You can run the entire pipeline (Simulated Annealing, SVG creation, State-level summaries, and ZCTA assignment CSV creation) by passing the target population deviation tolerance (as a float) to the unified pipeline script:

```bash
# Run with the default 8% population deviation constraint
uv run python data_crunching/social_redistrict_pipeline.py 0.08

# Run with a stricter 5% population deviation constraint
uv run python data_crunching/social_redistrict_pipeline.py 0.05

# Run with a relaxed 10% population deviation constraint
uv run python data_crunching/social_redistrict_pipeline.py 0.10
```

### What the Pipeline Does:
1. **Optimizes Districts**: Performs Simulated Annealing using MGGG GerryChain ReCom proposals.
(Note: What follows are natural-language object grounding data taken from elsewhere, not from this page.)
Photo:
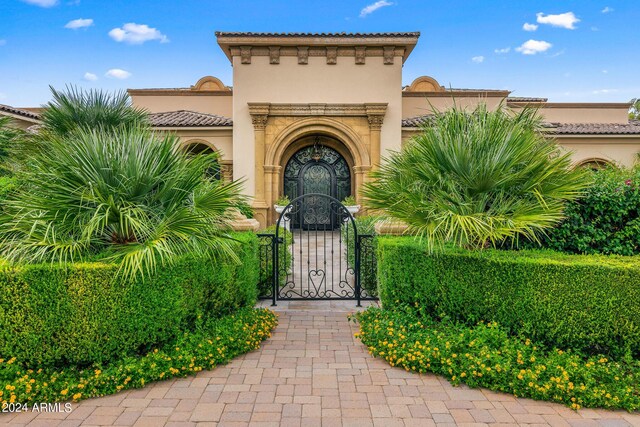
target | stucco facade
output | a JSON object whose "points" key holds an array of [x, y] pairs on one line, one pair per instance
{"points": [[341, 93], [289, 90]]}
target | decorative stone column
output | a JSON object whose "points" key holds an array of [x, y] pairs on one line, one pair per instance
{"points": [[271, 191], [375, 115], [259, 116]]}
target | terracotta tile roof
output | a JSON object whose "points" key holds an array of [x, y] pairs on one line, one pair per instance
{"points": [[454, 89], [631, 128], [525, 99], [19, 112], [414, 122], [343, 34], [594, 128], [185, 118]]}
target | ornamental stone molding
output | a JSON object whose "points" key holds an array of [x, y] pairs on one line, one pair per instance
{"points": [[332, 53], [388, 55], [369, 110], [332, 46]]}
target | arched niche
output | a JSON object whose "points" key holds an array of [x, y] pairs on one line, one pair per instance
{"points": [[209, 83], [425, 84], [198, 146], [594, 163]]}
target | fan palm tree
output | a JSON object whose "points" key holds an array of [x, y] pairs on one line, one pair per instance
{"points": [[475, 178], [75, 108], [126, 191], [9, 138]]}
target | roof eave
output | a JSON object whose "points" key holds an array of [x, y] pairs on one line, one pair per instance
{"points": [[227, 40]]}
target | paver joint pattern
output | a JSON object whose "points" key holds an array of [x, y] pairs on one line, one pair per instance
{"points": [[313, 372]]}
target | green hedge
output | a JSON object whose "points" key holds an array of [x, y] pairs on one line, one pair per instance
{"points": [[485, 355], [215, 342], [605, 220], [55, 316], [586, 303]]}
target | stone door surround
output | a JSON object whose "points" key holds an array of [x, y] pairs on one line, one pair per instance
{"points": [[277, 126]]}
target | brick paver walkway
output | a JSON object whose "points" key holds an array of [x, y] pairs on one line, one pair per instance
{"points": [[313, 372]]}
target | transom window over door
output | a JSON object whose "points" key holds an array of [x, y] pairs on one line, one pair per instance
{"points": [[317, 169]]}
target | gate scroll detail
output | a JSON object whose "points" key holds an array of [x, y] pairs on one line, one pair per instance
{"points": [[315, 253]]}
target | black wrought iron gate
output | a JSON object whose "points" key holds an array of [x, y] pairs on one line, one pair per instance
{"points": [[316, 253]]}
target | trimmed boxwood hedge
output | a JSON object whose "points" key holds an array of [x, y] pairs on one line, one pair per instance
{"points": [[79, 315], [588, 303]]}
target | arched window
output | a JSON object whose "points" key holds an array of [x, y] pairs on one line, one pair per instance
{"points": [[594, 164]]}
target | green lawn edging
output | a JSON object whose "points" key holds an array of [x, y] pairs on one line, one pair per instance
{"points": [[584, 302], [54, 316], [214, 342], [485, 355]]}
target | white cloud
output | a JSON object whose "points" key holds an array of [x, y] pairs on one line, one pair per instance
{"points": [[604, 91], [137, 34], [373, 7], [79, 23], [117, 73], [531, 47], [42, 3], [563, 20]]}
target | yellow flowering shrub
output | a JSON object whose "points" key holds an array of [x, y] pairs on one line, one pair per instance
{"points": [[54, 316], [213, 343], [485, 355], [589, 303]]}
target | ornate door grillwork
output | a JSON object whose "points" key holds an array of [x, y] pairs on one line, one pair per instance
{"points": [[320, 170], [325, 260]]}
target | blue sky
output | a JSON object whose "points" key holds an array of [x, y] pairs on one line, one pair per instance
{"points": [[585, 51]]}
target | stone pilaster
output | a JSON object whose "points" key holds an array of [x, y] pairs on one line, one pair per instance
{"points": [[375, 116], [259, 116]]}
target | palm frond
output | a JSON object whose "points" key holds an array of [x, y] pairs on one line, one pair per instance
{"points": [[477, 177]]}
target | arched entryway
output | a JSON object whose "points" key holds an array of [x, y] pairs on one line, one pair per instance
{"points": [[317, 169]]}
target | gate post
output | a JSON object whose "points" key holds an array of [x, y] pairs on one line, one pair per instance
{"points": [[274, 266], [358, 284]]}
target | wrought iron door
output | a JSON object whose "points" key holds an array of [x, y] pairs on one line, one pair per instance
{"points": [[317, 178], [320, 262], [320, 170]]}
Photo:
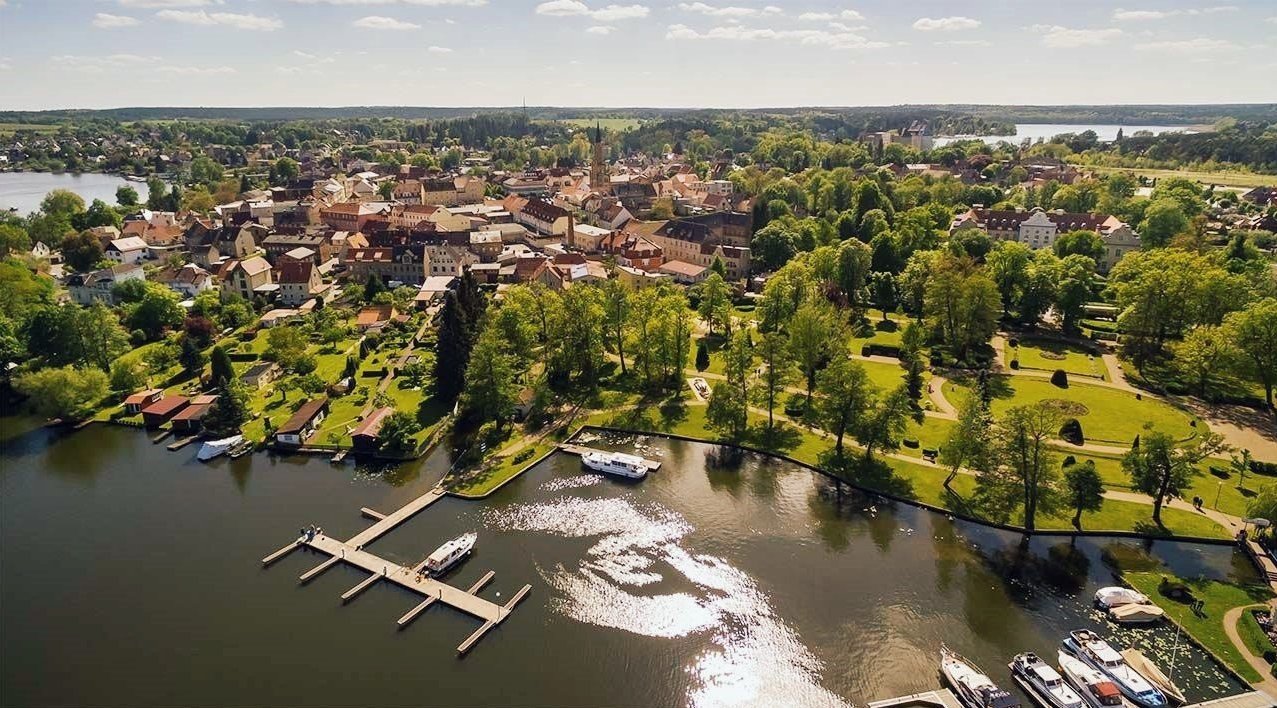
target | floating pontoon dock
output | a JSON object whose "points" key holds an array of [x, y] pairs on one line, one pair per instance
{"points": [[379, 569]]}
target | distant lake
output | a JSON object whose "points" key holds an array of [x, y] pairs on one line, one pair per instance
{"points": [[1047, 130], [27, 189]]}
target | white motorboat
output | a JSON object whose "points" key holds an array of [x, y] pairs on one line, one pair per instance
{"points": [[450, 554], [1107, 598], [1093, 686], [217, 447], [974, 689], [1042, 683], [619, 464], [1088, 647]]}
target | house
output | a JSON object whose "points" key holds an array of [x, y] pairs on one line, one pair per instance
{"points": [[261, 375], [303, 423], [299, 281], [248, 277], [364, 436], [160, 412], [190, 419], [100, 285], [129, 249], [137, 401]]}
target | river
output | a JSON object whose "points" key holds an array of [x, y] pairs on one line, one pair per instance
{"points": [[1036, 132], [27, 189], [132, 577]]}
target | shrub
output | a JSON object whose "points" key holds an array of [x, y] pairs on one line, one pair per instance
{"points": [[1072, 431]]}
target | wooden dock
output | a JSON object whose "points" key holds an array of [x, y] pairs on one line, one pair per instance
{"points": [[572, 449], [353, 552]]}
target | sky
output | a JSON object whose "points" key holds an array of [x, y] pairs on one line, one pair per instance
{"points": [[56, 54]]}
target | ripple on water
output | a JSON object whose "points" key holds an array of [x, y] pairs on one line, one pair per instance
{"points": [[752, 657]]}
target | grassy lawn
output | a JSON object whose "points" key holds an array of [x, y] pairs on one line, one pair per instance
{"points": [[1107, 415], [1207, 628], [1049, 355]]}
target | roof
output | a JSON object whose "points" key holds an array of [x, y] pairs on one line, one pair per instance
{"points": [[303, 415], [370, 426]]}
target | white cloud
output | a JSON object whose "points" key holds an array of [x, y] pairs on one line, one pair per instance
{"points": [[105, 21], [203, 18], [381, 22], [1135, 15], [575, 8], [1064, 37], [1198, 45], [945, 23], [810, 37], [825, 17]]}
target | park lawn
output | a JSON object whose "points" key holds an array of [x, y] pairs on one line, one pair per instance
{"points": [[1207, 628], [1111, 417], [1047, 355]]}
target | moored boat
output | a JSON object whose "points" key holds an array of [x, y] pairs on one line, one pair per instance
{"points": [[973, 688], [1088, 647], [217, 447], [450, 554], [1042, 683], [619, 464], [1092, 686]]}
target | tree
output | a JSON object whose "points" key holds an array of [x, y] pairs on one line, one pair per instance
{"points": [[65, 392], [715, 306], [221, 369], [843, 395], [452, 350], [229, 412], [82, 251], [1162, 469], [1254, 331], [1083, 490]]}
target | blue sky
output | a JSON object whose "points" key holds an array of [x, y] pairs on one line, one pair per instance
{"points": [[632, 53]]}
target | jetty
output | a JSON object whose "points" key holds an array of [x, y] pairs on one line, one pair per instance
{"points": [[572, 449], [410, 578]]}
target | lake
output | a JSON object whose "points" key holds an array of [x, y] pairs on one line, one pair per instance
{"points": [[27, 189], [1046, 130], [130, 575]]}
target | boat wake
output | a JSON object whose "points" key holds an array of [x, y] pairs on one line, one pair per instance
{"points": [[752, 657]]}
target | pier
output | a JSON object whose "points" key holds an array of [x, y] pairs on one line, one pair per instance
{"points": [[351, 552], [571, 449]]}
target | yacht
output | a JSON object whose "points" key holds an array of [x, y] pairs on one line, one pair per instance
{"points": [[450, 554], [1107, 598], [1093, 686], [1042, 683], [974, 689], [1088, 647], [616, 463], [217, 447]]}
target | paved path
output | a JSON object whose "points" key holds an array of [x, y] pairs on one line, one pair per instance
{"points": [[1230, 626]]}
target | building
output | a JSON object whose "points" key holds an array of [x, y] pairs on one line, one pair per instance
{"points": [[248, 277], [303, 423], [100, 285], [363, 438]]}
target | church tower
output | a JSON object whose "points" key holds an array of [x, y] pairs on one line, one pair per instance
{"points": [[599, 179]]}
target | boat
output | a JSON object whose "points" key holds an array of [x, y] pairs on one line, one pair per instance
{"points": [[1147, 669], [217, 447], [974, 689], [1107, 598], [1095, 689], [619, 464], [1088, 647], [450, 554], [1042, 683], [1135, 614]]}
The objective function optimizes for the *raw number of social ties* rather than relative connectedness. We renormalize the edge weights by multiplying the relative SCI values by the populations of both connected ZCTAs:
   $$W(e_{ij}) = SCI_{ij} \times Pop_i \times Pop_j$$
   Missing same-state pairs default to 0.0 (no imputation of 1.0). Spanning tree edge weights are biased as `1 / (1 + log(max(W, 1.0)))` to keep highly connected friendship groups in the same district, while temperature cooling guides population deviations strictly inside the target constraint.
2. **Dissolves Shapefiles**: Converts the optimized ZCTA-level assignments into consolidated district geometries, running a hole-plugging GIS routine to fill in gaps and shorelines.
3. **Generates SVGs**: Compiles simplified vector paths of both the baseline actual and optimal districts for every state, caching them into `website/state_svgs_[Dev].json`.
4. **Calculates Summaries**: Computes total within-state social connection flow, baseline cuts, optimal cuts, and social ties survival rates, outputting Markdown and CSV summary tables in the workspace.
5. **Exports Assignments CSV**: Compiles the final ZCTA-to-district assignments table for public download (`website/zcta_district_assignments.csv`).